0000230831 00000 n Estimation of failure probabilities in the presence of competing risks: new representations of old estimators. Interval between diagnosis and transplant was not associated with relapse (HR, 0.85; 95% CI, 0.68-1.06; P = .14) or nonrelapse mortality (HR, 0.84; 95% CI, 0.53-1.34; P = .46). In vivo T-cell depletion with anti-thymocyte globulin (ATG) was not employed for haploidentical transplants. The intensity of the conditioning regimen (myeloablative conditioning versus reduced-intensity/nonmyeloablative conditioning) was not associated with significant differences in OS, PFS, NRM, or relapse rate (Supplementary Figure S3). Benchmarking of survival outcomes has been developed as an integral part of Project 2020, alongside the MACRO registry. 0000254769 00000 n We conducted a retrospective analysis to examine the outcome of patients with MM who underwent haploidentical allo-HCT using the EBMT and Center for International Blood and Marrow Transplant Research (CIBMTR) databases. The Indian stem cell transplant registry presently contains data on 14534 patients transplanted during the period from 1983 to2017. Neutrophil recovery was defined as achieving absolute neutrophil count ≥500/µL for 3 consecutive days and platelet recovery defined as achieving platelet counts ≥20 000/µL for at least 7 days, unsupported by transfusion. Outcomes of salvage autologous versus allogeneic hematopoietic cell transplantation for relapsed multiple myeloma after initial autologous hematopoietic cell transplantation. GVHD prophylaxis included tacrolimus or cyclosporine with methotrexate for 49%, tacrolimus or cyclosporine with mycophenolate for 43%, and tacrolimus or cyclosporine with sirolimus for 8% of patients.

0000033046 00000 n Published by Elsevier Inc. In contrast, the stem cell source was linked with a strong difference in OS at 2 years favoring the of use of BM over PB (72% [95% CI, 55% to 89%] versus 31% [95% CI, 17% to 46%]; The use of PT-Cy was associated with improved OS, with a 2-year OS of 54% (95% CI, 41% to 68%) vs 25% (95% CI, 1% to 48%) using no PT-Cy (. Copyright © 2020 Elsevier Inc. except certain content provided by third parties.  | 

0000112812 00000 n This work was presented in part at the 44th annual meeting of the European Society for Blood and Marrow Transplantation, Lisbon, Portugal, March 18-21, 2018.

Relapse was defined as morphologic, cytogenetic, or molecular leukemia recurrence. 0000003875 00000 n Table 1 shows the characteristics of patients and their disease for myeloablative regimens.

Find NCBI SARS-CoV-2 literature, sequence, and clinical content: https://www.ncbi.nlm.nih.gov/sars-cov-2/. Outcomes of Haploidentical Transplantation in Patients with Relapsed Multiple Myeloma: An EBMT/CIBMTR Report.
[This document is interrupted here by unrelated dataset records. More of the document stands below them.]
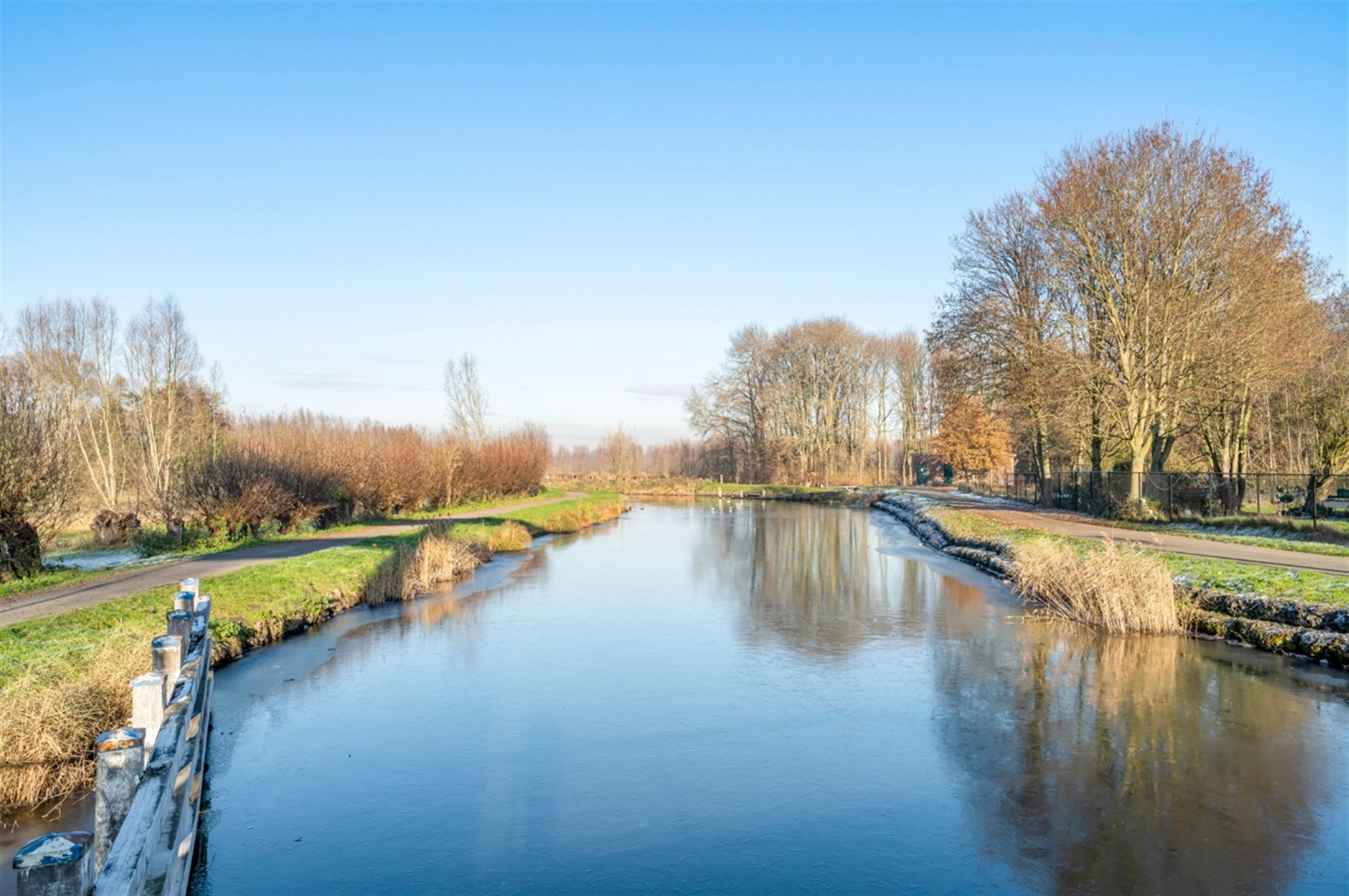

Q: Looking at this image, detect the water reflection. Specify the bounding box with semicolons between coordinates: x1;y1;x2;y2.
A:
932;623;1345;893
693;505;1349;893
182;502;1349;893
692;502;955;660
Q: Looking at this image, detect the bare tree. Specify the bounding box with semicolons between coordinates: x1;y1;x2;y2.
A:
1039;123;1264;501
931;193;1067;504
123;295;202;535
445;352;487;444
599;423;642;477
0;357;76;580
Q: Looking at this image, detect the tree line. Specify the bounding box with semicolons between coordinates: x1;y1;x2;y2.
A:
629;121;1349;510
928;123;1349;510
0;298;550;578
685;317;934;483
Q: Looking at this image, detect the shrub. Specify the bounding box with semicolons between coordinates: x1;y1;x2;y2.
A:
364;525;492;606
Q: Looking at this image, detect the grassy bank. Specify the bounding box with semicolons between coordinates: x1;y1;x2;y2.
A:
548;475;836;498
0;489;565;602
0;494;623;810
927;506;1349;606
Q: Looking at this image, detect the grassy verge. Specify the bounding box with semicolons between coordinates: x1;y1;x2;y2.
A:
928;506;1349;606
1063;517;1349;558
549;477;835;498
0;489;565;602
0;496;623;812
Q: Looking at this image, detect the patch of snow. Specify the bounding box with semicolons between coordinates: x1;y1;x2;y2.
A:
50;548;165;570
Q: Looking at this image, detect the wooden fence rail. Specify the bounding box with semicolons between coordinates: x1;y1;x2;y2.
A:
13;579;212;896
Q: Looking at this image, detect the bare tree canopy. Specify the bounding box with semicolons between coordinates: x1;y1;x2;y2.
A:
445;352;487;442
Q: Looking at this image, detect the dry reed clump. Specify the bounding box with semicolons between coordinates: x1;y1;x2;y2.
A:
0;633;150;815
487;520;534;552
1016;541;1180;634
364;525;491;606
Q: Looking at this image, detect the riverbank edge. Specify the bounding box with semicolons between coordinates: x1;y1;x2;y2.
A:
0;494;629;823
0;489;565;606
871;493;1349;669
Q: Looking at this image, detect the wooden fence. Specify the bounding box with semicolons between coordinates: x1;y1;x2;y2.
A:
13;579;212;896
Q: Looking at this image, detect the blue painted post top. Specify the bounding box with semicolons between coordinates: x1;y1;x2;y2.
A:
93;727;146;753
13;831;93;872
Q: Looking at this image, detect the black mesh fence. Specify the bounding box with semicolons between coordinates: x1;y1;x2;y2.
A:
958;470;1349;520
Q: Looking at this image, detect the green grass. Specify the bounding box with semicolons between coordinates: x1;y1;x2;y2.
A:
1161;554;1349;607
549;475;836;498
386;489;567;522
927;506;1349;606
0;489;571;602
0;494;622;811
0;494;618;687
0;558;174;603
0;532;418;688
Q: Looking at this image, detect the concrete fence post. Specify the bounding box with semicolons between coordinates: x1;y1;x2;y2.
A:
165;610;192;655
131;672;167;761
150;634;188;682
13;831;94;896
93;727;146;868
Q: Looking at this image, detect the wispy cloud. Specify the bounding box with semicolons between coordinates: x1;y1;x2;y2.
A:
263;372;437;392
623;383;693;398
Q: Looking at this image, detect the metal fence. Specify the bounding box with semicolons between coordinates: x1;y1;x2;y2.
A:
956;470;1349;520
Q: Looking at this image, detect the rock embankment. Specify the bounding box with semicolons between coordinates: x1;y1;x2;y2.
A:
873;493;1349;669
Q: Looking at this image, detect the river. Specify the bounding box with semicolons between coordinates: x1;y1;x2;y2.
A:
5;501;1349;896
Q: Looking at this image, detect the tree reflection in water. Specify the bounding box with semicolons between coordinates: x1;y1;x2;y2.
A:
695;505;1345;893
693;502;960;660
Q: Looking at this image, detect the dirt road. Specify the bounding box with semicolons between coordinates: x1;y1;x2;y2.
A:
904;486;1349;576
0;491;585;626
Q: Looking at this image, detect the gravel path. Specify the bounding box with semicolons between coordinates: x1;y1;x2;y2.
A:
0;491;585;626
905;486;1349;576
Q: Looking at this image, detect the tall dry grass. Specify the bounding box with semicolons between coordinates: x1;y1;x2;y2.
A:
0;632;150;818
1016;541;1180;634
487;520;534;552
364;524;492;606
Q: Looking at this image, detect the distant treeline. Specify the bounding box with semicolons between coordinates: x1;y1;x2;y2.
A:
0;298;550;576
928;123;1349;509
553;123;1349;510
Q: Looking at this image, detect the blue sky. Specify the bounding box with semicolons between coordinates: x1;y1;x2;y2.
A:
0;3;1349;442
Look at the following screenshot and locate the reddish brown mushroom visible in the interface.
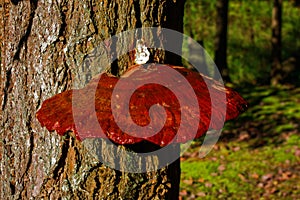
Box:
[36,64,247,146]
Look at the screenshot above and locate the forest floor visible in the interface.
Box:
[180,86,300,199]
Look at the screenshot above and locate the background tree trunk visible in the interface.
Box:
[214,0,230,82]
[271,0,284,85]
[0,0,184,199]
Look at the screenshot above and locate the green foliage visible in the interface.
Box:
[183,0,300,84]
[181,86,300,199]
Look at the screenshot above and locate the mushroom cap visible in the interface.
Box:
[36,64,247,146]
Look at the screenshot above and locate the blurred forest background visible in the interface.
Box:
[180,0,300,199]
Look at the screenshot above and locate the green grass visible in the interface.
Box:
[181,86,300,199]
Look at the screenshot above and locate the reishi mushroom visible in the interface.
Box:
[36,64,247,147]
Comparable overall survival after haploidentical compared with matched unrelated donor transplant for AML. After reduced intensity conditioning transplantation, consistent with the main analyses, there are no differences in survival, relapse risks are higher after haploidentical transplantation and grade 3-4 acute GVHD, and chronic GVHD risks are higher after HLA-matched unrelated donor transplantation. Outcomes were analyzed only for patients with complete relapse information (n = 93).
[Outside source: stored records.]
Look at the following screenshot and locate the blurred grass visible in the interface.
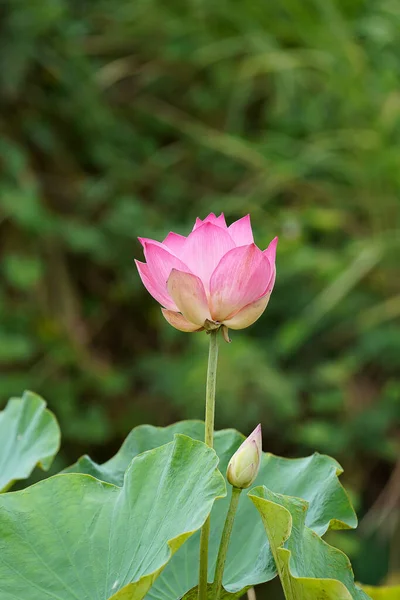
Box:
[0,0,400,583]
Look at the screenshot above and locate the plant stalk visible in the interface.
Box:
[198,329,218,600]
[212,487,242,600]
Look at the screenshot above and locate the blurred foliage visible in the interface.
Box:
[0,0,400,583]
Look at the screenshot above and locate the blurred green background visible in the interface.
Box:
[0,0,400,598]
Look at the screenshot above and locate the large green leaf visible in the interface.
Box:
[0,435,226,600]
[361,585,400,600]
[249,486,368,600]
[66,421,357,600]
[0,392,61,492]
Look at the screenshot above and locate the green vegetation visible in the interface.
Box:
[0,0,400,584]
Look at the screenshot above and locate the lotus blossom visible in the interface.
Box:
[135,213,278,332]
[226,425,262,489]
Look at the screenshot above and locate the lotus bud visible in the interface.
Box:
[226,425,262,489]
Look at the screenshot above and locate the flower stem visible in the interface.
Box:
[198,330,218,600]
[212,487,242,600]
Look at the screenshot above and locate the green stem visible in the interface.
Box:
[198,330,218,600]
[212,487,242,600]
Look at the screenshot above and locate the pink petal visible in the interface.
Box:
[193,213,227,231]
[228,215,254,246]
[263,237,278,294]
[178,222,235,294]
[264,237,278,265]
[167,269,211,327]
[224,294,271,329]
[161,308,201,333]
[210,244,272,321]
[135,260,178,310]
[163,231,186,256]
[143,242,190,310]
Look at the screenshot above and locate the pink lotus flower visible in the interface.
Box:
[135,213,278,331]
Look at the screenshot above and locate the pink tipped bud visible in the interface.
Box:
[226,425,262,489]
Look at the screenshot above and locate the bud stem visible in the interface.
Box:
[198,329,218,600]
[212,487,242,600]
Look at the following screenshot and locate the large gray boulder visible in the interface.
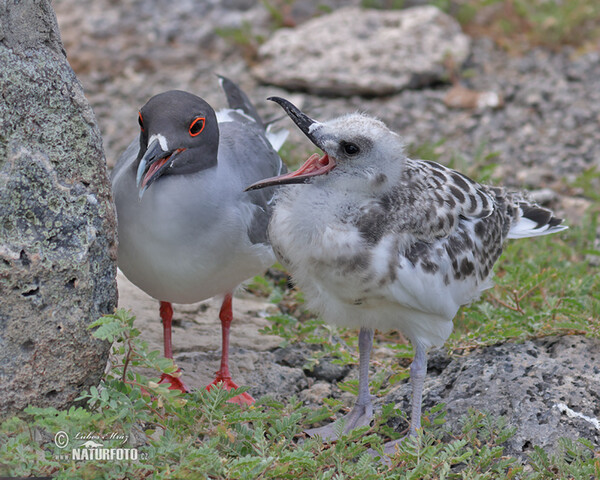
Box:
[0,0,117,416]
[253,6,470,95]
[381,335,600,456]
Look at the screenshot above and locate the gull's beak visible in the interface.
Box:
[135,139,185,200]
[245,97,336,191]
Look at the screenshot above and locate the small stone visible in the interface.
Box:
[298,382,332,405]
[253,6,470,95]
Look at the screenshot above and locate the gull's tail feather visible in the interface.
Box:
[508,201,569,238]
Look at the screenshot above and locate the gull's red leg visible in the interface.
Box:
[206,293,254,405]
[158,301,190,393]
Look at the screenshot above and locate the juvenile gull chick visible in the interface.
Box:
[248,97,567,452]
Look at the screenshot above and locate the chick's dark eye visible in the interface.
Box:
[190,117,206,137]
[342,143,360,155]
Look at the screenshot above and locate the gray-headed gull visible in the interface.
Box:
[248,97,567,452]
[112,77,287,403]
Supplemental tables (PDF, 101 KB), https://doi.org/10.1182/blood-2015-04-639831. Since 2015, 66 HAPLO were done in 64 patients, which include 21 transplants in 2018. Epub 2020 Apr 10. Giralt S, Costa LJ, Maloney D, Krishnan A, Fei M, Antin JH, Brunstein C, Geller N, Goodman S, Hari P, Logan B, Lowsky R, Qazilbash MH, Sahebi F, Somlo G, Rowley S, Vogl DT, Vesole DH, Pasquini M, Stadtmauer E. Biol Blood Marrow Transplant.

0000251603 00000 n Tandem Autologous-Autologous versus Autologous-Allogeneic Hematopoietic Stem Cell Transplant for Patients with Multiple Myeloma: Long-Term Follow-Up Results from the Blood and Marrow Transplant Clinical Trials Network 0102 Trial.